SALT LAKE CITY — A Russian high court ruled Thursday that authorities violated the constitutional rights of two young Mormon volunteers when they expelled the men from the country last year.
The Constitutional Court of the Russian Federation ruled that Elder Nathanael Worden of San Antonio, Texas, and Elder Drake Oldham of North Logan, had properly registered as volunteers of The Church of Jesus Christ of Latter-day Saints and were not in violation of Russian rules regarding migration registration when they were detained in August 2016.
"It's a win for the church in Russia because it shows that we were treated unconstitutionally, and if the church wants, it can seek to overturn our criminal records, too," Oldham said.
Both Oldham and Worden have completed their volunteer service. Both are engaged to be married and plan to attend college in the fall.
News of the ruling came down exactly one year to the day after Russian President Vladimir Putin signed a new law that limited missionary work. The law requires any proselyting to happen within houses of worship. Missionary work conducted on the street or in residences can be punished with deportation and fines up to $780 per missionary and $15,500 per church.
After the law went into effect, the LDS Church redesignated all its missionaries in Russia as volunteers and instructed them to obey the law.
Worden and Oldham were not prosecuted under that new law. Instead, Worden said, police in Samara, one of Russia's largest cities, detained Worden and Oldham at their apartment early on the morning of Aug. 5, 2016, alleging that the volunteer companions were improperly registered with migration authorities.
Four other LDS volunteers, two men and two women, ages 19 to 25, were detained the same day and taken to a courthouse on the other side of Samara, Worden said. After several hours of questioning, they were taken to court.
The volunteers, following longstanding practice established by the Russian federal government and the church, which is organized in Russia as a religious association, had registered with migration officials using the address of church headquarters in Samara.
Russian authorities claimed the six volunteers should have re-registered with migration officials each time they were transferred to a new area. Each volunteer had a separate hearing on the afternoon of the same day there were detained. The courts ordered the six volunteers deported, banned them from Russia for five years and fined them about $50 each, Oldham said.
Church attorneys appealed the rulings to a regional court, but they were denied.
The church transferred Worden, Oldham and three other volunteers to its Ukraine Dnepropetrovsk Mission. The sixth volunteer was near the end of her service, and she returned to the United States.
Four of the missionaries signed a paper that made an appeal to the Constitutional Court more difficult. Worden and Oldham refused. Thursday's ruling applied only to them.
Attorneys representing the church told the Constitutional Court that the law used by police and courts in the cases in Samara was ambiguous and that the decision to deport was disproportionate to the alleged offenses.
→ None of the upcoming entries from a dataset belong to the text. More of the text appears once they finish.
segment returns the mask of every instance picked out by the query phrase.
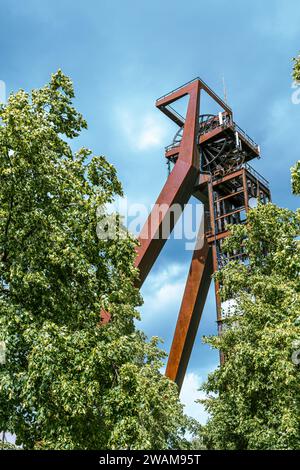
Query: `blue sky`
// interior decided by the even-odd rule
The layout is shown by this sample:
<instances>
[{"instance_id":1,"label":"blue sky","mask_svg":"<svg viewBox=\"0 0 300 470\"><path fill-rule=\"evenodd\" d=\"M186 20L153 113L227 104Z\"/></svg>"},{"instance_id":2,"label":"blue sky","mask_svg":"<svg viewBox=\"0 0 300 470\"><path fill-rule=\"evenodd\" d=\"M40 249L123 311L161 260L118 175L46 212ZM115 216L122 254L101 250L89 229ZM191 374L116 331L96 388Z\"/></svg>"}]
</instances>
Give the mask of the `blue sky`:
<instances>
[{"instance_id":1,"label":"blue sky","mask_svg":"<svg viewBox=\"0 0 300 470\"><path fill-rule=\"evenodd\" d=\"M295 209L289 168L299 159L300 104L291 99L291 58L299 25L298 0L0 0L0 80L8 92L30 89L62 68L89 124L76 146L106 155L129 201L150 205L176 130L156 98L195 76L222 95L224 75L235 120L261 145L255 168L269 179L273 201ZM141 326L166 348L190 257L182 240L170 240L143 287ZM182 393L201 419L196 388L218 360L201 336L215 328L210 292Z\"/></svg>"}]
</instances>

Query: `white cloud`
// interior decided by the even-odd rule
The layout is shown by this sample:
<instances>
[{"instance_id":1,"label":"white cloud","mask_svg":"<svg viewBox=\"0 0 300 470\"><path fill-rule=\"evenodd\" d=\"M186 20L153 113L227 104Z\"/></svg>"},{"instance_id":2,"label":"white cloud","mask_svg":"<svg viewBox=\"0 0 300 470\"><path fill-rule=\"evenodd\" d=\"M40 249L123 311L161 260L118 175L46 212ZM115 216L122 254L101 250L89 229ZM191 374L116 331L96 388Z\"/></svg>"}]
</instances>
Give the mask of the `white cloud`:
<instances>
[{"instance_id":1,"label":"white cloud","mask_svg":"<svg viewBox=\"0 0 300 470\"><path fill-rule=\"evenodd\" d=\"M155 274L150 274L149 289L158 288L165 282L171 282L173 284L174 280L181 278L183 273L186 273L186 266L183 263L171 263Z\"/></svg>"},{"instance_id":2,"label":"white cloud","mask_svg":"<svg viewBox=\"0 0 300 470\"><path fill-rule=\"evenodd\" d=\"M174 305L178 303L178 300L182 297L184 289L184 282L179 281L175 283L168 283L161 286L154 296L148 298L147 308L154 311L168 311ZM150 305L149 305L150 300Z\"/></svg>"},{"instance_id":3,"label":"white cloud","mask_svg":"<svg viewBox=\"0 0 300 470\"><path fill-rule=\"evenodd\" d=\"M195 403L196 400L205 398L205 393L199 391L203 379L194 372L188 372L183 381L180 399L185 405L184 411L188 416L197 419L201 424L205 424L208 418L208 413L205 411L204 406L200 403Z\"/></svg>"},{"instance_id":4,"label":"white cloud","mask_svg":"<svg viewBox=\"0 0 300 470\"><path fill-rule=\"evenodd\" d=\"M158 116L148 112L141 115L138 111L118 108L118 122L130 147L136 151L162 146L165 141L165 126Z\"/></svg>"},{"instance_id":5,"label":"white cloud","mask_svg":"<svg viewBox=\"0 0 300 470\"><path fill-rule=\"evenodd\" d=\"M165 269L149 275L142 290L143 326L146 326L148 321L155 322L155 318L159 319L160 324L168 321L170 317L176 320L186 282L186 269L184 264L172 263Z\"/></svg>"}]
</instances>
The Constitutional Court agreed. In its ruling, it suggested that Russian lawmakers review the law to remove the ambiguity.
Worden and Oldham said they hope to return to Russia. They said Americans should not view the country or its people negatively.
Worden is headed to Brigham Young University in the fall, where he will study Russian. After graduation, he plans to attend law school. He said his 18 months in Russia were unforgettable and expressed gratitude for the Constitutional Court's ruling.
"I've never felt greater love for Russia than the day I left," Worden said, "even with how wrongly I knew we'd been treated. I remember our last day in Samara, walking through downtown looking at the beautiful statues and monuments and buildings and the people we'd grown to love so much. I was sad to leave."
Oldham will travel to Europe in the fall as part of his business studies at Utah State University. He'd like to return to Ukraine and Russia to conduct business in the future.
"Russia is a great place," he said. "I love the people, and I love the country."
Both talked about the difficulty of living through the change in Russian law.
"One month our mission leaders were telling us to talk to every single person about the gospel," Oldham said. "The next month we were told, stop talking to people. We were a little bit lost about our purpose for a while. Fortunately we had great priesthood leaders who helped us focus on church members until the law loosened up a little bit and we understood what we could do."
The LDS Church reiterated Thursday that its policy is to ensure that volunteers follow the law while in Russia.
"We … strictly monitor their behavior," the church said in a statement.
The LDS Church has six missions in Russia. It abruptly closed the Russia Vladivostok Mission in May, merging it with the Novosibirsk Mission.
More than 23,000 Mormons worship in 103 Russian congregations.